Methods: Designs: A retrospective comparative study.
Setting: Four academic level I trauma centers.
Patient population: Included were patients aged 50 years or older treated with open reduction internal fixation of a low energy distal femur fracture (AO/OTA 33 A, B, or C) from 2005 to 2024 without prior proximal femur implant.
Outcome measures and comparisons: Patient demographics, comorbidities, injuries, fixation type, and subsequent hip fracture were evaluated and compared based on femoral neck protection.

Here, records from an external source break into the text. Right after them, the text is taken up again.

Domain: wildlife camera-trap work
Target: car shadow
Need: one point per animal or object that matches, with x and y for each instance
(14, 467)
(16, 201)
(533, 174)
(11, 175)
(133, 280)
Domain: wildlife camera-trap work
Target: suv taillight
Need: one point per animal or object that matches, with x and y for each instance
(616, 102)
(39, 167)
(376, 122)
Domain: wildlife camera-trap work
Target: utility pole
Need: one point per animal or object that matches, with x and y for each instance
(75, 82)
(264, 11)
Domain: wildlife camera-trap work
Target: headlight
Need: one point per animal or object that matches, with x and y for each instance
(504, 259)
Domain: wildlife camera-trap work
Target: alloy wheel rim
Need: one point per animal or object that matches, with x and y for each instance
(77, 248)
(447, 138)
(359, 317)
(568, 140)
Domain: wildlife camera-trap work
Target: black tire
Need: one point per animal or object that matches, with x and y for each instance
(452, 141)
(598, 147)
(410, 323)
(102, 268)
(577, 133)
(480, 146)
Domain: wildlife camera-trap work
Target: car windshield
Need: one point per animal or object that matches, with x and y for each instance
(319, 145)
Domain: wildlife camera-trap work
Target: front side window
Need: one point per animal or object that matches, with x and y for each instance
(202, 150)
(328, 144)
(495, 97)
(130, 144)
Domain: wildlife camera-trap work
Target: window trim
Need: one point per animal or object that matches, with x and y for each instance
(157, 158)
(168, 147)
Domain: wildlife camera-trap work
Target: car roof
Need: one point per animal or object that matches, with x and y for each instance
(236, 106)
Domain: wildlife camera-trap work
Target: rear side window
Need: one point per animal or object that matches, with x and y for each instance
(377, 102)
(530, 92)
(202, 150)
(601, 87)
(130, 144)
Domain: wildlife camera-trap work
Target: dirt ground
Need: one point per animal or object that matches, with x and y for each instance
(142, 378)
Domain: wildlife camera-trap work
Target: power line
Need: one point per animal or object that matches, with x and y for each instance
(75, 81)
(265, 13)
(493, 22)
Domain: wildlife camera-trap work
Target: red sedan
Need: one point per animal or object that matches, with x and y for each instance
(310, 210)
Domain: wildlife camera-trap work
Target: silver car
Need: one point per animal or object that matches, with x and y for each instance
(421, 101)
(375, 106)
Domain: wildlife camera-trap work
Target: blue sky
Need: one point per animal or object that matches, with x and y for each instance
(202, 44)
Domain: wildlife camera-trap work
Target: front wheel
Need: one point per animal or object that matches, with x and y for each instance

Results: Femoral neck protection was employed for 103 patients (80 women, 77.7%) with median age 77 years (IQR 70 to 84) and was not employed among 517 patients (424 women, 82.0%) with median age 71 years (IQR 63 to 82). Twenty-six subsequent ipsilateral hip fractures occurred. Two were immediately adjacent to prior fixation, and 24 were distant from prior fixation. Subsequent ipsilateral fractures occurred more often without femoral neck protection (26/517, 5.0%) than when the femoral neck was protected (0/103, 0%), p = 0.013. The cumulative rate of hip fracture in the absence of femoral neck protection at 1, 2, 3, and 4 years postoperatively was 2.4%, 4.0%, 5.6% and 7.2%, respectively, while the cumulative rate remained at 0% throughout follow up in the setting of femoral neck protection (log-rank p = 0.031).
Conclusion: Patients ≥ 50 years old with low energy distal femur fractures had a clinically significant risk of subsequent ipsilateral hip fracture that increased steadily with time. Fixation protecting the femoral neck during distal femur fracture treatment was associated with a significantly reduced risk of subsequent ipsilateral hip fracture.
Level of evidence: Level III, therapeutic study.